L'efficacité énergétique, et donc la réduction du gaspillage d'énergie en Chine aurait un effet rapide et important sur la réduction des émissions de CO2, estime la Banque Mondiale.
Ainsi, un programme d’efficacité énergétique, soutenu par la Banque mondiale et le FEM, va être déployé en Chine. Les EMC de Chine ont permis d'économiser en 2006 et en 2007 autant d'énergie que ce que la France aurait consommé en charbon standard au cours des deux dernières années.
La Chine est le deuxième consommateur d'énergie au monde. L'expertise du Groupe de la Banque mondiale est mise au service de la Chine pour l'aider à atteindre son objectif, à savoir une diminution de 20 % de l'intensité énergétique. Le partenariat entre la Banque et la Chine comprend un éventail de programmes encourageant la conservation d'énergie ou la réduction de la pollution.
Dix ans d'efforts pour réduire le gaspillage d'énergie et les émissions de gaz à effet de serre en soulignant les avantages financiers pour les entreprises commencent à « porter leurs fruits » en Chine, a déclaré Bob Taylor, spécialiste en chef de l'énergie à la Banque mondiale.

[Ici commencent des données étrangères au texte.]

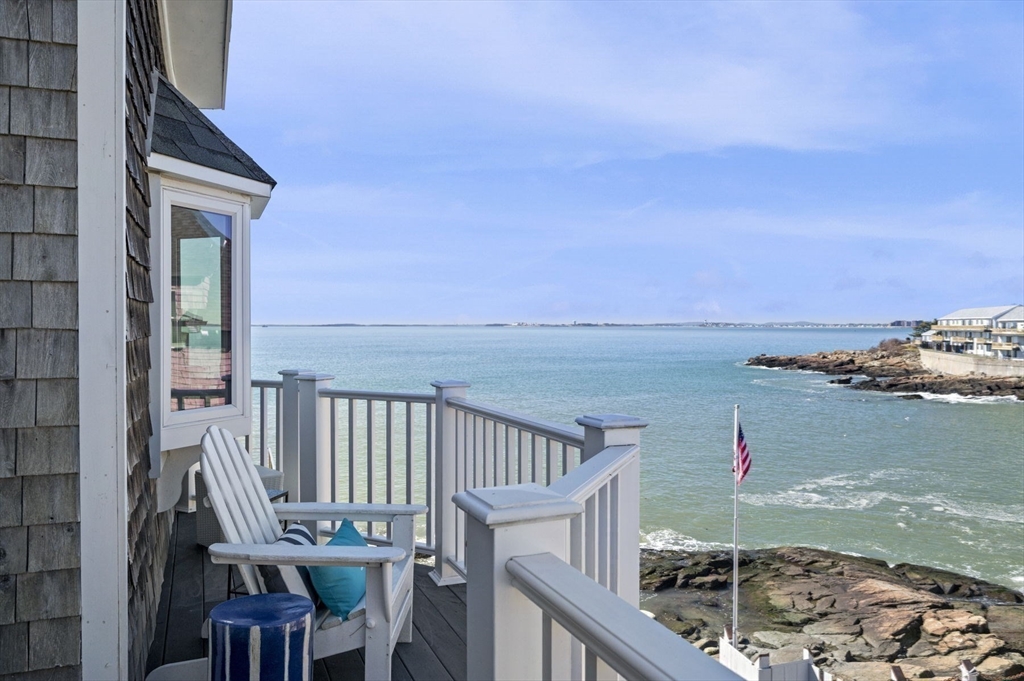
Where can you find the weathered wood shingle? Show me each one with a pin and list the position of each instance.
(13, 18)
(16, 203)
(52, 67)
(15, 312)
(14, 643)
(8, 452)
(5, 256)
(47, 451)
(41, 19)
(50, 162)
(53, 547)
(13, 550)
(54, 642)
(4, 110)
(56, 211)
(17, 408)
(13, 61)
(10, 502)
(48, 594)
(45, 258)
(47, 499)
(47, 353)
(54, 305)
(43, 113)
(56, 402)
(11, 160)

Des entreprises de services écoénergétiques, aussi appelés ESCO ou EMC, qui aident les industries à économiser de l'argent en utilisant moins d'énergie, voient le jour partout dans le pays et on en compte désormais une centaine alors qu'elles n'étaient que trois en 1998.
Bon nombre d'EMC se réunissent pour une conférence à Pékin afin de faire le point sur une industrie qui a permis d'économiser en 2006 et en 2007 autant d'énergie que ce que la France aurait consommé en charbon standard au cours des deux dernières années.
De tels résultats démontrent que les efforts de conservation d'énergie de l'industrie des EMC ont le potentiel de réduire de manière significative la hausse de l'utilisation du charbon en Chine, une des principales sources de gaz à effet de serre, a dit M. Taylor.
« L'efficacité énergétique aurait le plus d'effets, le plus rapidement » pour réduire la quantité de dioxyde de carbone dégagé par les centrales à charbon en Chine, a indiqué M. Taylor. « Les industries chinoises sont les plus grandes consommatrices de charbon », a-t-il ajouté.
Le concept des entreprises EMC, présenté par la Banque à la Chine en 1997, « a enflammé l'imagination des décideurs-clé responsables du rendement énergétique » qui y ont vu un nouveau moyen de promouvoir les investissements en matière d'efficacité énergétique sur le plan commercial, a déclaré M. Taylor.
L'industrie de la conservation d'énergie de la Chine a fait ses débuts avec trois EMC créées en 1998 à Shandong, Liaoning et Pékin grâce aux 151 millions de dollars accordés par le Projet de conservation d'énergie de la Chine soutenu par le gouvernement chinois, la Banque mondiale, le Fonds pour l'environnement mondial (FEM) et la Commission européenne.
Accordant priorité à ce marché, le gouvernement chinois et la Banque mondiale ont élaboré un nouveau projet de financement de l’efficacité énergétique qui verra le jour grâce à un nouveau prêt de l’ordre de 200 millions de dollars de la Banque et à une subvention de 13 millions de dollars du FEM. Ce projet, qui devrait être approuvé dans les mois qui viennent, permettra le développement de vastes programmes de prêts pour l’efficacité énergétique, disponibles dans trois banques nationales chinoises, pour des projets de l’ordre de 5 à 10 millions de dollars dans l’industrie lourde.
Depuis 1990, le Groupe de la Banque mondiale a investi près de 3,1 milliards de dollars dans l’efficacité énergétique par le biais d’environ 120 projets dans 40 pays, d’après un nouveau rapport sur la progression de l’énergie renouvelable et l’efficacité énergétique au cours de l’exercice 2007.